Building off that investment, the nominee said he also wants to follow through on the long-term plan to upgrade every school within each community that makes up Baltimore County.

The 'Multi-Year Improvement Plan for All Schools' is a process that the local government and public school system created to assess school construction needs.

The program is spread out over 15 years and will invest more than $3 billion, according to Olszewski.

"It's to make sure we end the need for trailers and that we modernize each and every school across all of our communities," the county executive explained.

From schools to public safety, Olszewski said that most violent crimes are trending down, which includes the number of homicides year-to-date.

The Baltimore County Police Department shares crime statistics through a dashboard.

According to data retrieved from the site, 39 people were murdered from January to August 2021, compared to 19 homicides during the same timeframe in 2022.

However, other violent crimes including robberies have ticked up.

Data reveals there have been about 60 more robberies during the first 8 months of this year than last.

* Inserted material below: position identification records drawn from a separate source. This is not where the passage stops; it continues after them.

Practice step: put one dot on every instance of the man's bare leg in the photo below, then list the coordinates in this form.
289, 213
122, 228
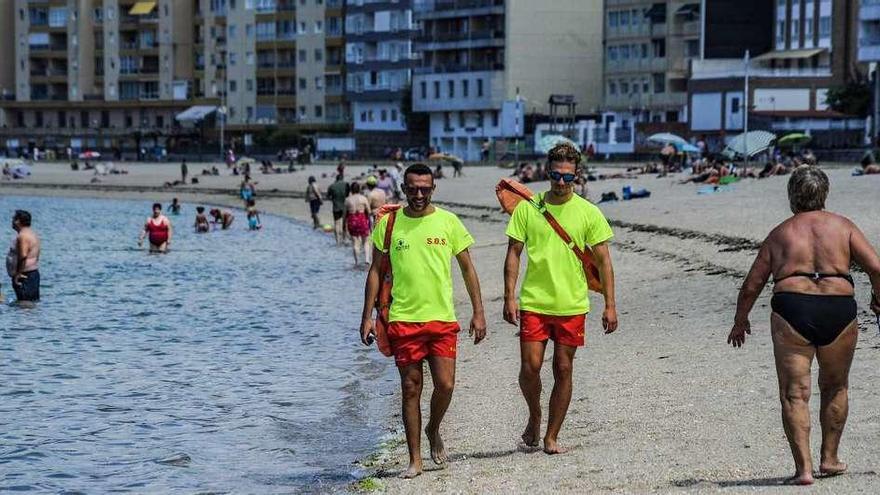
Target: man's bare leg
563, 362
411, 392
834, 364
794, 357
531, 359
443, 376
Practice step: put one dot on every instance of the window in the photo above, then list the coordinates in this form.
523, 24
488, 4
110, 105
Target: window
659, 82
659, 47
612, 53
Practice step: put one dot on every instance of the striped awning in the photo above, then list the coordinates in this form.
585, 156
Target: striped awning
142, 8
750, 144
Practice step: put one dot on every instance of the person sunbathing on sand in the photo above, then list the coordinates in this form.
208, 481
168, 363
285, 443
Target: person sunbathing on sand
814, 315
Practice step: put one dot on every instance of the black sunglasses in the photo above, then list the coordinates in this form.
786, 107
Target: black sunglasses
567, 178
412, 190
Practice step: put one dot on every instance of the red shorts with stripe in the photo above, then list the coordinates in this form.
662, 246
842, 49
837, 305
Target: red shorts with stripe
413, 342
566, 330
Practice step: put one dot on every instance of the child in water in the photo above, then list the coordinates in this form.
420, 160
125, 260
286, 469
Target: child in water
253, 215
201, 224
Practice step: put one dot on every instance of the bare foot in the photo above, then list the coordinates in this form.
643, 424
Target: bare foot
832, 468
800, 480
438, 450
411, 472
532, 434
553, 448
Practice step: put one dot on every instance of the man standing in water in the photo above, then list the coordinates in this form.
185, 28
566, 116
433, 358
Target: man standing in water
553, 301
159, 230
422, 318
23, 259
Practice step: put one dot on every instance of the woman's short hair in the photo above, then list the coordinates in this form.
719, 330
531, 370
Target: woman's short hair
807, 189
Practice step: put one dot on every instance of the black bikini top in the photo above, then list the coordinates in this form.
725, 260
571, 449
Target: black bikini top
816, 276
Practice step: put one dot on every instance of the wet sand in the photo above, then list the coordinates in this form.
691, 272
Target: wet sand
662, 405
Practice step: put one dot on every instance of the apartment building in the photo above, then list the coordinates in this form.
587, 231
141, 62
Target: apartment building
379, 60
812, 47
485, 64
648, 48
117, 73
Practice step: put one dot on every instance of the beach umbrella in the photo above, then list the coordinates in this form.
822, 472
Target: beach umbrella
687, 148
794, 139
749, 144
666, 137
89, 155
446, 157
548, 142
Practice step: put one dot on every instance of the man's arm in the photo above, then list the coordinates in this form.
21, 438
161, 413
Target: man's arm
472, 282
606, 275
511, 273
23, 249
748, 294
371, 290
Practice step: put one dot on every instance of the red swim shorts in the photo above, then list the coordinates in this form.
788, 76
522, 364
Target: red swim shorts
412, 342
566, 330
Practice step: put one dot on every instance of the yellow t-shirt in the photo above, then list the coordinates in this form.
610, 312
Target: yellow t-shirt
555, 283
421, 256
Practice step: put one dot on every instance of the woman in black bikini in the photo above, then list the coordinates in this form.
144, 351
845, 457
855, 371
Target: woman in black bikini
814, 314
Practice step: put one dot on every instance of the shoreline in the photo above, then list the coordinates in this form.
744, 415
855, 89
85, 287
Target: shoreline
663, 404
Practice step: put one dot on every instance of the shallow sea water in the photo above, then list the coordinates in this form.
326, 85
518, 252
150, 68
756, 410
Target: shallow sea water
230, 365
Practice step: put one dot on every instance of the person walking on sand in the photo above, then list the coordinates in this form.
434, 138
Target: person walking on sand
357, 222
313, 198
814, 315
23, 259
338, 192
158, 229
423, 324
553, 300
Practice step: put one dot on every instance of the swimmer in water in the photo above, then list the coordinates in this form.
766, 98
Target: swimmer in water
253, 215
222, 218
158, 229
202, 225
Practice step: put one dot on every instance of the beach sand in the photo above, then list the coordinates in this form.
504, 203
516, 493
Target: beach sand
663, 404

He attributes the positive change to the holistic approach taken to combat crime, and said he would expand on that if put in office for a second term.

"We've helped in this role by taking a holistic view. We've spent tens of millions of dollars more in public safety in supporting our police department, but we also recognized that crime can also be fought by investing in recs and parks, workforce development and mental health," explained Olszewski.

While the current county executive laid out how the local government works with the police force, there is an ongoing push for Baltimore County to have a voice in a wastewater treatment plant within their jurisdiction.

The Baltimore City-run facility was seized by the state after pollution and compliance issues.

"We've seen some real challenges between the discharges in the Back River as well as the recent water quality challenges and so we've said we really believe that Baltimore County deserves a seat at the table. We fund half of the operations in capital but we don't have any of that oversight we are asking very clearly to change that," said Olszewski.

While this may be a point of contention between the county and the city, Johnny O said it's still important to have a partnership together.

"A strong city leads to a stronger Baltimore region," said Olszewski. "Together, we are a regional powerhouse when it comes to transportation, economic development, we share cultural institutions, sport institutions, we all cheer for the same teams."